Role of zinc ion for catalytic activity in d -serine dehydratase from Saccharomyces cerevisiae

Abstract

d-Serine dehydratase from Saccharomyces cerevisiae (DsdSC) is a fold-type III pyridoxal 5′-phosphate-dependent enzyme catalyzing d-serine dehydration. The enzyme contains 1 mol Zn 2+ in its active site and shows a unique zinc dependence. The Zn 2+ is essential for the d-serine dehydration, but not for the α,β-elimination of β-Cl-d-alanine catalyzed as a side-reaction. The fact that dehydration of d-threonine and d-allo-threonine, also catalyzed by DsdSC, is likewise Zn 2+ dependent indicates that Zn 2+ is indispensable for the elimination of hydroxyl group, regardless of the stereochemistry of C β. Removal of Zn 2+ results in a less polar active site without changing the gross conformation of DsdSC. 1H NMR determined the rates of α-hydrogen abstraction and hydroxyl group elimination of d-serine in 2H 2O to be 9.7 and 8.5 s -1, respectively, while the removal of Zn 2+ abolished both reactions.
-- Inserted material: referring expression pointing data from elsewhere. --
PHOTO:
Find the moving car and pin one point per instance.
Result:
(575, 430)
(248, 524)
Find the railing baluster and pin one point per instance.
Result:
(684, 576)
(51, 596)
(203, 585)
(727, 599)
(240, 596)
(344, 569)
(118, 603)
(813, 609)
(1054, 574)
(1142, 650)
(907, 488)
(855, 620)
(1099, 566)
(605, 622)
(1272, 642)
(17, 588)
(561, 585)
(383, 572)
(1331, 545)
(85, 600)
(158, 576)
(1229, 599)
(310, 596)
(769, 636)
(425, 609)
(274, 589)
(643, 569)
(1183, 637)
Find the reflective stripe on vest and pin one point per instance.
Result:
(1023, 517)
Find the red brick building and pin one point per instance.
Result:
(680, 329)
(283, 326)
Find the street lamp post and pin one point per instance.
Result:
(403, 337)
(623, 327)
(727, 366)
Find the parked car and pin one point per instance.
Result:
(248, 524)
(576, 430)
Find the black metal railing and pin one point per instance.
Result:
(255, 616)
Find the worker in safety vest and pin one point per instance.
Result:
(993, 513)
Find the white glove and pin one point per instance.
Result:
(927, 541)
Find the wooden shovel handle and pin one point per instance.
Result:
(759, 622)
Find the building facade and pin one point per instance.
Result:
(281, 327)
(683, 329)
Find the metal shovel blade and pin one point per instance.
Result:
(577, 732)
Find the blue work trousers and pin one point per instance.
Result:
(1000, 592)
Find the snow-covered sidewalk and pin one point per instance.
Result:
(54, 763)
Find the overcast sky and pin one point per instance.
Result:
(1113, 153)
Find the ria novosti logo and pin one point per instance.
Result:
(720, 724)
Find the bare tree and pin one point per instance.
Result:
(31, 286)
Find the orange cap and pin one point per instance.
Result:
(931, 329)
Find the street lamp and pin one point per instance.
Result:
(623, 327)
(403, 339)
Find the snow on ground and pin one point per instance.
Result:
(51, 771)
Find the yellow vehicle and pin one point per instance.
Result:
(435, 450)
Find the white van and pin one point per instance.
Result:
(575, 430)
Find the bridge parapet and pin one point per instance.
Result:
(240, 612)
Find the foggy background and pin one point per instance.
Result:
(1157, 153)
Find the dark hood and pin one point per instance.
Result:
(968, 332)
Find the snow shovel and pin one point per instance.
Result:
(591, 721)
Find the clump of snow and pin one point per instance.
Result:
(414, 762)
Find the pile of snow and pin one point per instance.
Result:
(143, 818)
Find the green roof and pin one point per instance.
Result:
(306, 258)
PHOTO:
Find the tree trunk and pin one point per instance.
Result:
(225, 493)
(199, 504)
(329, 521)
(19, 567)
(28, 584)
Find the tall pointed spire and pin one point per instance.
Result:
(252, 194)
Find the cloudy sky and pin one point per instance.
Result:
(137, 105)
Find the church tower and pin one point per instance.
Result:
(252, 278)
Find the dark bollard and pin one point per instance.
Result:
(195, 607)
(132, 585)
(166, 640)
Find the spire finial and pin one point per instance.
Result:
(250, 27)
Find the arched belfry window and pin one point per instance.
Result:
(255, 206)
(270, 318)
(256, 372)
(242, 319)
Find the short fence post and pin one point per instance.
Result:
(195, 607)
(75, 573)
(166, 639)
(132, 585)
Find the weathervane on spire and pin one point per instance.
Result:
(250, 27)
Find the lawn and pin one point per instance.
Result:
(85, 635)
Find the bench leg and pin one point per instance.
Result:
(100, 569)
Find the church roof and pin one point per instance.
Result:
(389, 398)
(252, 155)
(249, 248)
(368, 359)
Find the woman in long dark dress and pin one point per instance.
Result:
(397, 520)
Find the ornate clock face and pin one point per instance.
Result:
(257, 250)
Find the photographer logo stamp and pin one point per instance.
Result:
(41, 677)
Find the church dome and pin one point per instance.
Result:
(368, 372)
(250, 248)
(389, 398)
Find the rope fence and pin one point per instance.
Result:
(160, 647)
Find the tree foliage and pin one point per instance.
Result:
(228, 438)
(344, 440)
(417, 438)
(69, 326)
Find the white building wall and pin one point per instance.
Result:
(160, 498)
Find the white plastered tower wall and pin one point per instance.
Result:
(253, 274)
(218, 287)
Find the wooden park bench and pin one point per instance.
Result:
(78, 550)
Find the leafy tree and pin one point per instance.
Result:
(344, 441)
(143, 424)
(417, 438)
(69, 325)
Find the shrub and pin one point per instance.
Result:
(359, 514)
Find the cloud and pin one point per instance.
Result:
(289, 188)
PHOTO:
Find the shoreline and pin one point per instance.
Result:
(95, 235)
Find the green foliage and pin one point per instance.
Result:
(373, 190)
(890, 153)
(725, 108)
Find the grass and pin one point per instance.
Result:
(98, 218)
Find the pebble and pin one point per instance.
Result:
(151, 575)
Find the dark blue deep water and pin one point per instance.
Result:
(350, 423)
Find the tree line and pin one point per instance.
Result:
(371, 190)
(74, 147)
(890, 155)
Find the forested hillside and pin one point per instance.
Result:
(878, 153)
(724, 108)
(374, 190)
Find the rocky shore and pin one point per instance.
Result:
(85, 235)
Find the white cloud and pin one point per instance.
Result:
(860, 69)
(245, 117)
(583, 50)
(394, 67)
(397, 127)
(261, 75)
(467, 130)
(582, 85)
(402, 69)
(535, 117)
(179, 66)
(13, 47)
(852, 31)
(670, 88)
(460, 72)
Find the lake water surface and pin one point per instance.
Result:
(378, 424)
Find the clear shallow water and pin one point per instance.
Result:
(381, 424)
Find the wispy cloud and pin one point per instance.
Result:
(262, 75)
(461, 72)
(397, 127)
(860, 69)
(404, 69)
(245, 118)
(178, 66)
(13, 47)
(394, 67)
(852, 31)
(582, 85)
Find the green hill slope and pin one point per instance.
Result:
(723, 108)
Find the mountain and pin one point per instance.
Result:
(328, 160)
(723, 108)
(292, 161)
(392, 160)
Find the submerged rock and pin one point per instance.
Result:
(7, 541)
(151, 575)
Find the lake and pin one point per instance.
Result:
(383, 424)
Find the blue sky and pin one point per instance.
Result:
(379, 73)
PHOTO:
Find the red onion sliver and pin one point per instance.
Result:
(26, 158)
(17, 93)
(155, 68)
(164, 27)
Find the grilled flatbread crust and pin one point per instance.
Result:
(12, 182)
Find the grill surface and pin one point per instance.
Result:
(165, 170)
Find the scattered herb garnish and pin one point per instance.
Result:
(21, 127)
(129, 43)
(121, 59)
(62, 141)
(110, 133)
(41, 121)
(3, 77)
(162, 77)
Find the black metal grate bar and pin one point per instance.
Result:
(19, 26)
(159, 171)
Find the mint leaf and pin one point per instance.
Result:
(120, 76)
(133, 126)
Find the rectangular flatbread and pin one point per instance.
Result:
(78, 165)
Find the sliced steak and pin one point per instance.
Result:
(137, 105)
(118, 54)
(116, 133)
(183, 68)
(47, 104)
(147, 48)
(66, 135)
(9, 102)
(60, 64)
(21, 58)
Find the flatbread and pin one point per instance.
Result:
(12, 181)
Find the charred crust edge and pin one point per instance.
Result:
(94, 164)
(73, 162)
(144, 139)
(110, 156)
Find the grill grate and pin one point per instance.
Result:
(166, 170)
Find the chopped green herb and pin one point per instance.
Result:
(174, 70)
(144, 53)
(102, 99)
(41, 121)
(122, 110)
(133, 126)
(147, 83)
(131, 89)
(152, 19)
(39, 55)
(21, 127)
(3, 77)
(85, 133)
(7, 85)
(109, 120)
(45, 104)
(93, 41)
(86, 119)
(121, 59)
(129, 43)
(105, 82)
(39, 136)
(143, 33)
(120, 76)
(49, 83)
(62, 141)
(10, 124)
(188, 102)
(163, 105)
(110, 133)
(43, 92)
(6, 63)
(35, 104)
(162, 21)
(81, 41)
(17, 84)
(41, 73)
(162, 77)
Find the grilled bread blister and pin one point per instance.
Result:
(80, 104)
Mutation of Cys400 or His398 within the Zn 2+ binding sites to Ala endowed DsdSC with similar properties to those of the Zn 2+-depleted wild-type enzyme: the mutants lost the reactivity toward d-serine and d-threonine but retained that toward β-Cl-d-alanine. 1H NMR analysis also revealed that both α-hydrogen abstraction and hydroxyl group elimination from d-serine were severely hampered in the C400A mutant. Our data suggest that DsdSC catalyzes the α-hydrogen abstraction and hydroxyl group elimination in a concerted fashion. © 2011 The Authors Journal compilation © 2011 FEBS.